In quello che sarà il più grande farmers’ market d’Europa, centinaia i coltivatori, gli allevatori e i pastori italiani che faranno assaporare da vicino la vita di campagna, i suoi sapori e tradzioni e quattro le aziende chiamate a rappresentare l’eccellenza agroalimentare della nostra provincia:

l’Acetaia di Villa San Donnino di Modena con la sua produzione di Aceto Balsamico Tradizionale DOP nelle due tipologie “affinato” ed “extravecchio”. L’azienda ha sede in uno splendido edificio esempio di architettura Liberty, costruito dai Sandonnino nel 1911 ed affrescato da Aroldo Bonzagni che nel 1977 fu set del film Novecento di Bernardo Bertolucci. L’affascinante contesto ha spinto l’azienda a volgere l’attenzione verso il turismo enogastronomico, in particolare straniero, attento ed interessato ai prodotti tipici di cui il nostro Paese è ricco e famoso nel mondo.

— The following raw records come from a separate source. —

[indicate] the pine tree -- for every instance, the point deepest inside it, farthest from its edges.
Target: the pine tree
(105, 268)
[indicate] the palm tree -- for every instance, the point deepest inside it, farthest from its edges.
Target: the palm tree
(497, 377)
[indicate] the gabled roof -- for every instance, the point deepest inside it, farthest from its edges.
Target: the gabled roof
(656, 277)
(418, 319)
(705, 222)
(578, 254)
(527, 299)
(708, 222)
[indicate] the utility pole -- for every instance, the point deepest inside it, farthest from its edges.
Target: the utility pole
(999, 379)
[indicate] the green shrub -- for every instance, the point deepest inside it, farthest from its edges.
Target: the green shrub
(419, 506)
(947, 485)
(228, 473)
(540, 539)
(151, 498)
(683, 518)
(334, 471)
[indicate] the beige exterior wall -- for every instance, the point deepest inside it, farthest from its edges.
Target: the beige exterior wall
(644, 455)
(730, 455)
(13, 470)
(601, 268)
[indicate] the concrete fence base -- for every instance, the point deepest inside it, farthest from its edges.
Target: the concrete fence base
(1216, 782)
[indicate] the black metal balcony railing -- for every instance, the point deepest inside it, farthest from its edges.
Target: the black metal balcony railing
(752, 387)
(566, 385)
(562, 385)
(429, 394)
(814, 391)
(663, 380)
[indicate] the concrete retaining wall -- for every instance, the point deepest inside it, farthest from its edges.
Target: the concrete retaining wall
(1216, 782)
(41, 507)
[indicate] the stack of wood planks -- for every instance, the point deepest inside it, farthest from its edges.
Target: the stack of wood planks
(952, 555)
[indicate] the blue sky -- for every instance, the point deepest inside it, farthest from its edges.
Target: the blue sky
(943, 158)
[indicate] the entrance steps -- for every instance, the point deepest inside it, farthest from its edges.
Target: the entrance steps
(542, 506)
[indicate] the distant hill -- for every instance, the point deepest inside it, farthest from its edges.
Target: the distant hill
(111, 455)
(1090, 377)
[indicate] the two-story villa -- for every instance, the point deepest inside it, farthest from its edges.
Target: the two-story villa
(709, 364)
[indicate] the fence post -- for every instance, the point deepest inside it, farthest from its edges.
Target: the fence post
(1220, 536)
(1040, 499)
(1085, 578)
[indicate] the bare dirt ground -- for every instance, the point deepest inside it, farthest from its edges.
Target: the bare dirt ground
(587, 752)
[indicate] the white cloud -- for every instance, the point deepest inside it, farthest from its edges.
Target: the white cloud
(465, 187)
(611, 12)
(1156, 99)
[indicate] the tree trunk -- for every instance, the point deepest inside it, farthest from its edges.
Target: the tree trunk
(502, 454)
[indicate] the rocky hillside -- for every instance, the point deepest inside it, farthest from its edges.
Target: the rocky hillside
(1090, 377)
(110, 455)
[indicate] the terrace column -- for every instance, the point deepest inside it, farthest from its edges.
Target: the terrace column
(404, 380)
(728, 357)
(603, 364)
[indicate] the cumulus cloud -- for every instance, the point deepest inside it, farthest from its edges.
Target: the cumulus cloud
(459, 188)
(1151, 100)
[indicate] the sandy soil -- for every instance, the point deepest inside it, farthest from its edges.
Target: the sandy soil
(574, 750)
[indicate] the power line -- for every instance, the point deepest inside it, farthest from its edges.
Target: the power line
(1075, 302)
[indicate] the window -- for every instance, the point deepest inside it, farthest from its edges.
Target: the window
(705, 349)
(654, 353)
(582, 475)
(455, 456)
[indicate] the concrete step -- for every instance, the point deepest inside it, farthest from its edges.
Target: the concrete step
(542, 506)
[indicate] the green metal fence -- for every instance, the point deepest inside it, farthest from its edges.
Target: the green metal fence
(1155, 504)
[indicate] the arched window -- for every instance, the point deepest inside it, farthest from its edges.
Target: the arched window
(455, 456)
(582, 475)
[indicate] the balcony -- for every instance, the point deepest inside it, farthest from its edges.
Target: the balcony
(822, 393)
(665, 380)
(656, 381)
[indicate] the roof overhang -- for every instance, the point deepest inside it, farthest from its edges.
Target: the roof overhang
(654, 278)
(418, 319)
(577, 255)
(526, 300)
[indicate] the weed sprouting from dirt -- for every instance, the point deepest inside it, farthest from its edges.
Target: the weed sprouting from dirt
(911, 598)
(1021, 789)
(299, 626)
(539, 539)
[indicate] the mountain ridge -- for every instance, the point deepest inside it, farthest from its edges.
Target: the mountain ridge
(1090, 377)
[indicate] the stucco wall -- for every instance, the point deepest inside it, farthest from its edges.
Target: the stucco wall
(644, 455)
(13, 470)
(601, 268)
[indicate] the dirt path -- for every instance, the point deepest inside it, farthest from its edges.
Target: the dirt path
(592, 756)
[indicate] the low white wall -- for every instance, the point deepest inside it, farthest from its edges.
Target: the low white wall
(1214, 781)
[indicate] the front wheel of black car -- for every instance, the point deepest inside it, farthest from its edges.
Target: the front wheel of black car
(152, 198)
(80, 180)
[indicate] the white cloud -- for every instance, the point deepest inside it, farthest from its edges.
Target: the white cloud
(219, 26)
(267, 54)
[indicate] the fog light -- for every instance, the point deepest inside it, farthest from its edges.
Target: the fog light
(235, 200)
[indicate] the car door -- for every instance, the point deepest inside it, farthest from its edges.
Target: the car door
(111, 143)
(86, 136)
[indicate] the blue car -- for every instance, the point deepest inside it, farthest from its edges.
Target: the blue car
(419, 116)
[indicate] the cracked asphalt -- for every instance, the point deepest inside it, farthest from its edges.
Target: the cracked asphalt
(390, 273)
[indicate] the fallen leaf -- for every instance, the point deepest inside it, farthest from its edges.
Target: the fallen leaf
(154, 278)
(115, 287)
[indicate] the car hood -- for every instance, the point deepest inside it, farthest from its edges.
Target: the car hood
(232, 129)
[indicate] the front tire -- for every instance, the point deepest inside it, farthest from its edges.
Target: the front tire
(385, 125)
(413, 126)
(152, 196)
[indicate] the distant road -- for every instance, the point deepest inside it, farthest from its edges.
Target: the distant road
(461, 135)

l’Agriturismo Casa Minelli di Monzone (Pavullo) che preparerà cibi da strada per far gustare ai visitatori crescentine con affettati, lardo e parmigiano, parmigiano con aceto balsamico. L’agriturismo si trova nel cuore del Frignano, e offre, oltre alla ristorazione e agli alloggi, anche la vendita dei prodotti tipici preparati direttamente dalla famiglia: farina da frumento, farro e orzo biologici macinati con un mulino a pietra, Lambrusco e Pignoletto, frutta, verdura, piccoli frutti da trasformare in confetture e liquori.

l’azienda Le Capre della Selva Romanesca di Frassinoro (Modena) con la produzione di formaggi e latticini caprini biologici: robiola, caciotta, ricotta, yogurt. L’azienda nasce con l’intento di realizzare un’attività legata alla natura e integrata nella zona montana della Val Dragone, valorizzando le risorse che la caratterizzano e attualmente allevamento che conta circa 250 capre appartenenti alla razza Camosciata delle Alpi una razza rustica e di facile adattabilità ai territori montano-rurali, che sicuramente in aree marginali può rappresentare un valido contributo per l’economia delle aziende agricole.

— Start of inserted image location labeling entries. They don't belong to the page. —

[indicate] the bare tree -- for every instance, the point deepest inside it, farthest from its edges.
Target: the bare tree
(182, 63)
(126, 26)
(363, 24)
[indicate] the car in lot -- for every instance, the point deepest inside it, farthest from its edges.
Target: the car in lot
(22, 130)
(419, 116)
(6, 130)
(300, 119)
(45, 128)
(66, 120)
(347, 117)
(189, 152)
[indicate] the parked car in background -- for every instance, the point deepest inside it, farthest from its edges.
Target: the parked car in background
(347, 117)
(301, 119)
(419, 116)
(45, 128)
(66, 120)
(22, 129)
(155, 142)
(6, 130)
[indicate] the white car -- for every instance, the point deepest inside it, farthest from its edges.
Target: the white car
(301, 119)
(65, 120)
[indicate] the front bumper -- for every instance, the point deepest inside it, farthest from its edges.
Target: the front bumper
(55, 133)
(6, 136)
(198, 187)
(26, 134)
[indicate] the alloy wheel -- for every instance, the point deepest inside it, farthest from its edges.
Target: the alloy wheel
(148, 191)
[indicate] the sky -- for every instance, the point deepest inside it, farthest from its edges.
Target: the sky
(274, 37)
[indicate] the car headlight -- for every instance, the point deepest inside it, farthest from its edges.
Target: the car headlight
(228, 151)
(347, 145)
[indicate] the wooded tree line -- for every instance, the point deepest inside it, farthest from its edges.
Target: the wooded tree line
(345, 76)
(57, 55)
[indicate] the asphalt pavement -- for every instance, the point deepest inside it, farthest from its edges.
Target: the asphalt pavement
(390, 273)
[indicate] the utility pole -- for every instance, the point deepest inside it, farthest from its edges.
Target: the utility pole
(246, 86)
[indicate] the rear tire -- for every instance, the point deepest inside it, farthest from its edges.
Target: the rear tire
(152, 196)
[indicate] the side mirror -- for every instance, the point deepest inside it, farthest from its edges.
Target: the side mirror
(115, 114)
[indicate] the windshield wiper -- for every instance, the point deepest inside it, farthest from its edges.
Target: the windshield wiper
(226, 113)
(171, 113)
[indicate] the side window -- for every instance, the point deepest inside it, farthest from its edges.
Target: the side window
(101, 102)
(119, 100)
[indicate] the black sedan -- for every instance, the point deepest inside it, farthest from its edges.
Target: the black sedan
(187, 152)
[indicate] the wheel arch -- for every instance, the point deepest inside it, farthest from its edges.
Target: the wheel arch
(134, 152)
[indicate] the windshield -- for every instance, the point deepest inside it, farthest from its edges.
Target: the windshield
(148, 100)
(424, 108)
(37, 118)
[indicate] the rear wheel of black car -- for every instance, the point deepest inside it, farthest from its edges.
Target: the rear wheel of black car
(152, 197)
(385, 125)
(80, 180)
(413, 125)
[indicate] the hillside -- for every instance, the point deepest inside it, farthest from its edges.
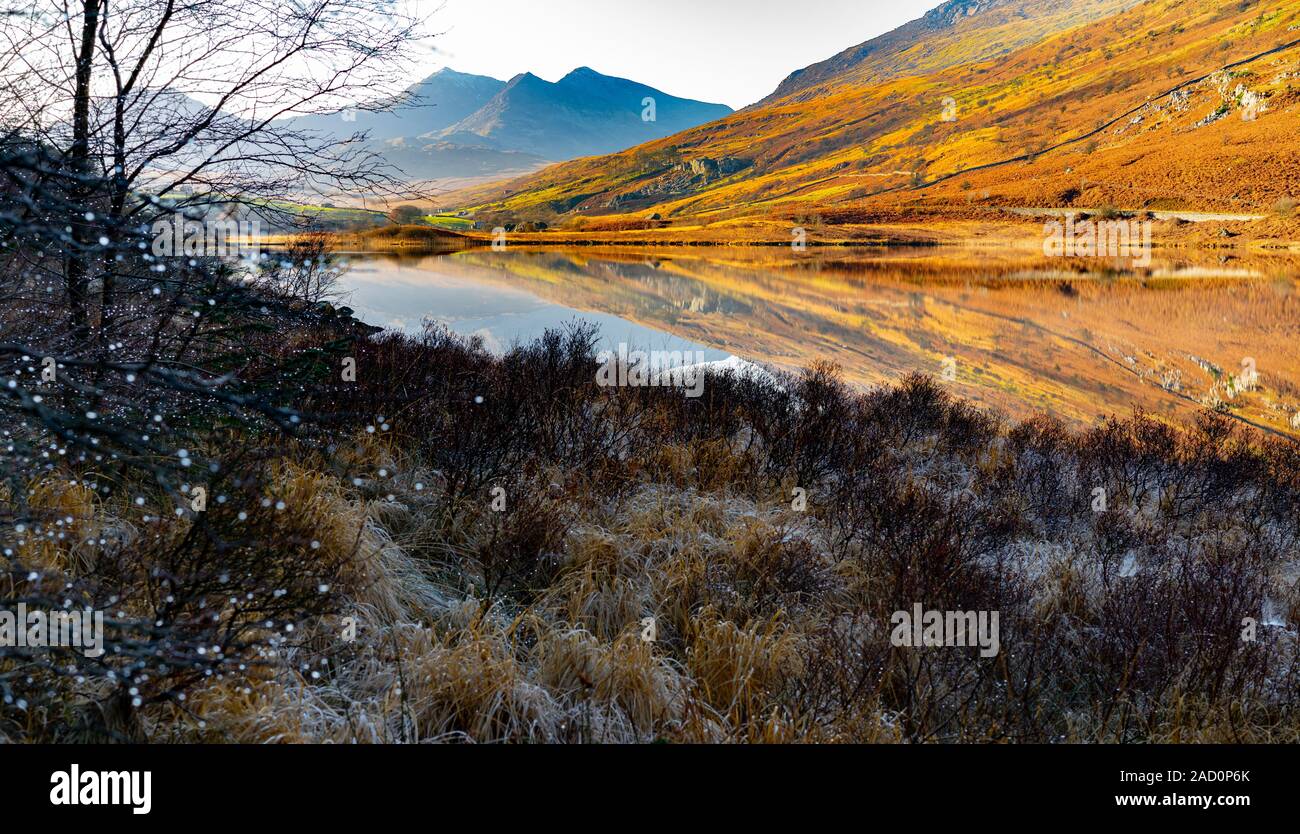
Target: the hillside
(1177, 104)
(458, 126)
(580, 114)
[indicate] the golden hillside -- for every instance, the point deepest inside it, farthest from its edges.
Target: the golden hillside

Il tocco modenese sarà anche nell’allestimento delle aree verdi e floreali dell’intera area del Circo Massimo che sarà curato dal Garden Vivai Morselli di Medolla.

Durante il festival non mancheranno momenti di intrattenimento con divertenti laboratori del gusto, sommelier della frutta, garden coaching, agricosmetica e cucina della nonna ma anche fattorie didattiche con gli animali della fattoria per i più piccoli, e lezioni di agrofitness per tutti gli sportivi. Un appuntamento per respirare aria nuova con oltre 200 stand ricchi di specialità rare ed introvabili, geniali innovazioni e rievocazioni storiche servite a tavola, che unisce momenti di svago a momenti di approfondimento e di solidarietà, con incontri e dibattiti partecipati da esponenti istituzionali, ma anche da personaggi dello spettacolo e della cultura.

All’inaugurazione saranno presenti il Ministro dell’Istruzione Francesco Profumo, il Sindaco di Roma Gianni Alemanno e il presidente della Coldiretti Sergio Marini.